Bucky Covington - A middling country voice? Give us a slightly (please only slightly) countrified "Keep Yourself Alive."
Chris Daughtry - Aggressive rock voice? Try to give us a harder-edged "Tie Your Mother Down."
Elliott Yamin - Faux-funky, sub-Guarini pop voice? You might be able to pull off a more modern take on "Radio Ga Ga."
Katherine McPhee - Relatively well-controlled, strong-enough, bland "pretty" voice? Give us a strong, disciplined "Who Wants to Live Forever?"
Kellie Pickler - Sub-Underwood country-pop voice?

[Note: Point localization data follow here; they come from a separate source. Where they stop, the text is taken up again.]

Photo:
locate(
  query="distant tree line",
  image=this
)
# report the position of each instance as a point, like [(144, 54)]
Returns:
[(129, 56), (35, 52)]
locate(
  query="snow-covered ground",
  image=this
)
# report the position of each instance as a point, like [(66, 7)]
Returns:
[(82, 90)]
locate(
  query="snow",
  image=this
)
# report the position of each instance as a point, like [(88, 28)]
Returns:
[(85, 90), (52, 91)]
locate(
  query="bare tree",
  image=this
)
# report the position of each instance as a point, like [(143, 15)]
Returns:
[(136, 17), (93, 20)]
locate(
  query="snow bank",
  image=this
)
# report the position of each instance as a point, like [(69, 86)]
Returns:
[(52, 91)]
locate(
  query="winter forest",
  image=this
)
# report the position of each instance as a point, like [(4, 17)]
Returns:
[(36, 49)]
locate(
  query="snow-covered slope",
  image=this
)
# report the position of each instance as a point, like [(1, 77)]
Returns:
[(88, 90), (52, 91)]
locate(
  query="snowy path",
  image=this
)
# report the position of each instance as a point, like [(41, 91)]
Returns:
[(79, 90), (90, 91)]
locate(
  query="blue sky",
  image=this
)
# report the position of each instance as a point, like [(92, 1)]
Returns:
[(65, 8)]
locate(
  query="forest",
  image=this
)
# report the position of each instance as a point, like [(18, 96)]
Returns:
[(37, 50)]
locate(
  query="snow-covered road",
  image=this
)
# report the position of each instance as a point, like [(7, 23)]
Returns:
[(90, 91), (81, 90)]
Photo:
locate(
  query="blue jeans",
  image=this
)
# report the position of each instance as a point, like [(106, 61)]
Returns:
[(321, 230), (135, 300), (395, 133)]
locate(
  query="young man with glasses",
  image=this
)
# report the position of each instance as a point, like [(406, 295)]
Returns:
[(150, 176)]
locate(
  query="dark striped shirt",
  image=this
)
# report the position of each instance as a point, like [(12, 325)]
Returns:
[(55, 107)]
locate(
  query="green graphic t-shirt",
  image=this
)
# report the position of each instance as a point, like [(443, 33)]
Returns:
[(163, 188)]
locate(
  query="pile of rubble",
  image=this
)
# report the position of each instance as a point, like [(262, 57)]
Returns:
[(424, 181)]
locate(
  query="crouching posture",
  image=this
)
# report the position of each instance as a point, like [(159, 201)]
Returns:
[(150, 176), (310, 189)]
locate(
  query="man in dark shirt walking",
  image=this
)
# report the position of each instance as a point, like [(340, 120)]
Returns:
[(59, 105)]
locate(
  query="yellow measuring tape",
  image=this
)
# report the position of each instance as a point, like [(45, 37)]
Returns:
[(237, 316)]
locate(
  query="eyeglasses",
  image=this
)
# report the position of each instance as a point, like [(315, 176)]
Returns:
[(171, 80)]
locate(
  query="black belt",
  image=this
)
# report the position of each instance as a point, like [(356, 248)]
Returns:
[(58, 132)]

A schmaltzy "You're My Best Friend" might fit the bill.
Paris Bennett - Aretha-sized powerhouse voice? Give us a knock-down, drag-out, holy roller, tear-the-roof-off-the-place "Somebody to Love." Beware that high note at the end.
Taylor Hicks--Semi-soulful Ray Charles/Joe Cocker voice? Try to give us an honestly felt "Those Were the Days of Our Lives."
PS - If any of you are feeling particularly brave, the song to tackle is "Show Must Go On," a powerhouse of a serious ballad. But beware. Freddie Mercury's original is beyond definitive, given that he recorded it late in his career, when he already knew he was dying. His resultant desperate, defiant, angry explosion of emotion at death is pretty much impossible to beat. That being said, it's a great, underheard song, and allows for some showing off, both in terms of vocal virtuosity and emotional singing. Very risky, but with real potential for greatness.